A cloud discount is not always a saving
I was at a networking event where a new contact was telling me about her challenges in selecting a cloud platform for their major expansion. The issue she was experiencing was to decide between two cloud services that were offering significant discounts and included services for the migration and implementation. However, a cloud discount is not always a saving. Like many other sales tactics of discounts for new customers, the seller is willing to take a loss on the first year, if it means that you will be locked in to their service for future expenditure.

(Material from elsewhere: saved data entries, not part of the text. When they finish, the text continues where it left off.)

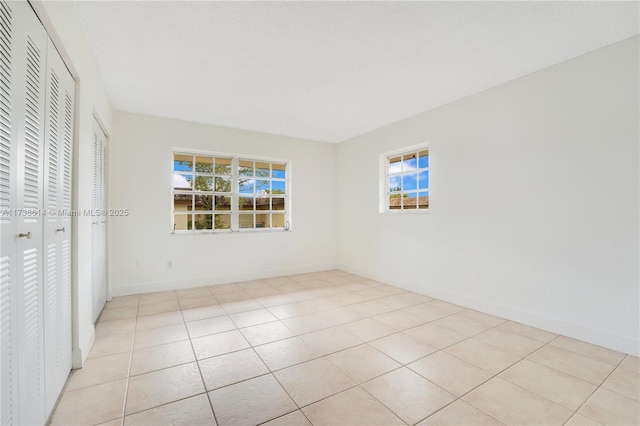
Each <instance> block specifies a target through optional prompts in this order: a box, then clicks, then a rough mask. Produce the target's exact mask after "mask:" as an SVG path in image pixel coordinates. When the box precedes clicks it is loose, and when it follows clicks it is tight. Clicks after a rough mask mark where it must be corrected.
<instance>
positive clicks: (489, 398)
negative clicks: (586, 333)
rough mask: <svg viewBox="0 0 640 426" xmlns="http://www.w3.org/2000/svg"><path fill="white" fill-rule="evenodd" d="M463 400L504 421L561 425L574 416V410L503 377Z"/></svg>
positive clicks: (530, 423) (468, 395)
mask: <svg viewBox="0 0 640 426" xmlns="http://www.w3.org/2000/svg"><path fill="white" fill-rule="evenodd" d="M463 400H464V401H465V402H467V403H469V404H471V405H473V406H474V407H476V408H478V409H479V410H481V411H483V412H485V413H487V414H489V415H490V416H492V417H494V418H496V419H497V420H499V421H501V422H502V423H505V424H512V425H515V424H518V425H560V424H564V422H566V421H567V420H569V418H570V417H571V416H572V415H573V410H569V409H568V408H566V407H562V406H560V405H558V404H555V403H553V402H551V401H549V400H548V399H545V398H543V397H541V396H539V395H537V394H535V393H533V392H529V391H527V390H525V389H522V388H521V387H519V386H516V385H514V384H512V383H509V382H507V381H505V380H503V379H501V378H499V377H494V378H493V379H491V380H489V381H488V382H487V383H485V384H483V385H481V386H480V387H479V388H477V389H475V390H473V391H471V392H470V393H468V394H467V395H466V396H464V397H463Z"/></svg>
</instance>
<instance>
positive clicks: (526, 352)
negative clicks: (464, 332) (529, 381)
mask: <svg viewBox="0 0 640 426" xmlns="http://www.w3.org/2000/svg"><path fill="white" fill-rule="evenodd" d="M473 338H474V340H479V341H480V342H483V343H486V344H488V345H491V346H495V347H496V348H500V349H502V350H505V351H507V352H511V353H512V354H514V355H518V356H521V357H524V356H527V355H529V354H530V353H532V352H533V351H535V350H537V349H539V348H540V347H542V346H543V345H544V343H542V342H538V341H537V340H533V339H529V338H528V337H524V336H520V335H519V334H515V333H511V332H509V331H505V330H501V329H499V328H492V329H491V330H487V331H485V332H484V333H480V334H478V335H476V336H474V337H473Z"/></svg>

Cloud microservices and micropayments
With cloud using Microservices, each with their own payment structures, it is easy to lose track of how costs can snowball. A microtransaction of a few cents for a service can quickly grow out of control when it is consumed by multiple systems in your cloud portfolio – and this can be compounded when you select a service that has a “free” or discounted model for the first few months or transactions. Once the discounted period expires, then you will get the cloud bill shock that so many people are hit by when they first transition to cloud services.

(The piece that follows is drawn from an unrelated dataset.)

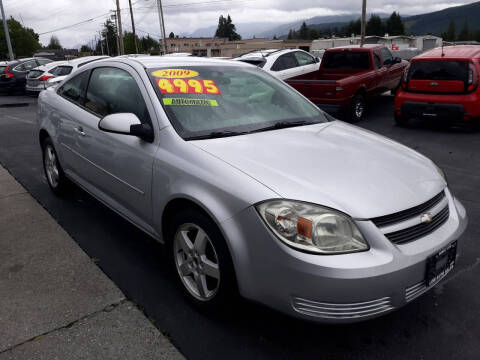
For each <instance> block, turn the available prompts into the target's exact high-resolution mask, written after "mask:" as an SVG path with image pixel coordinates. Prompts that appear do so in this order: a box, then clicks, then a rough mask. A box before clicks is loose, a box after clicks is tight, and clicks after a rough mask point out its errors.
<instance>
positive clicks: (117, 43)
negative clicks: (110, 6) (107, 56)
mask: <svg viewBox="0 0 480 360" xmlns="http://www.w3.org/2000/svg"><path fill="white" fill-rule="evenodd" d="M110 18H111V19H115V39H116V40H117V55H120V37H119V36H118V22H117V14H116V13H115V11H114V12H113V14H112V15H111V16H110ZM112 53H113V51H112Z"/></svg>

Consider the overall cost structure
For those of you moving from hybrid to public, or completely vacating a private / co-located datacentre, the costs of cloud need to be considered in context. Remember that you are moving costs from a capital expenditure model with operational costs, to a purely operational (consumption-based and variable) cost model. When doing a cost projection, of course the operational costs are easy to compare – year 1 expenditure against the previous year’s operational costs may be easy to do, and comparing the project transition costs against a generous first year discount will be possible, but there are other costs to consider.
Other cost recovery
If you have an on-premises datacentre – will the space that was consumed be able to be re-used for other business purposes? Will the reduction in electricity cost be able to off-set the cloud costs (was it from the building facilities budget instead of IT’s budget?) Can CRAC equipment be re-sold? Can the depreciating assets be written off for a saving on the balance sheet?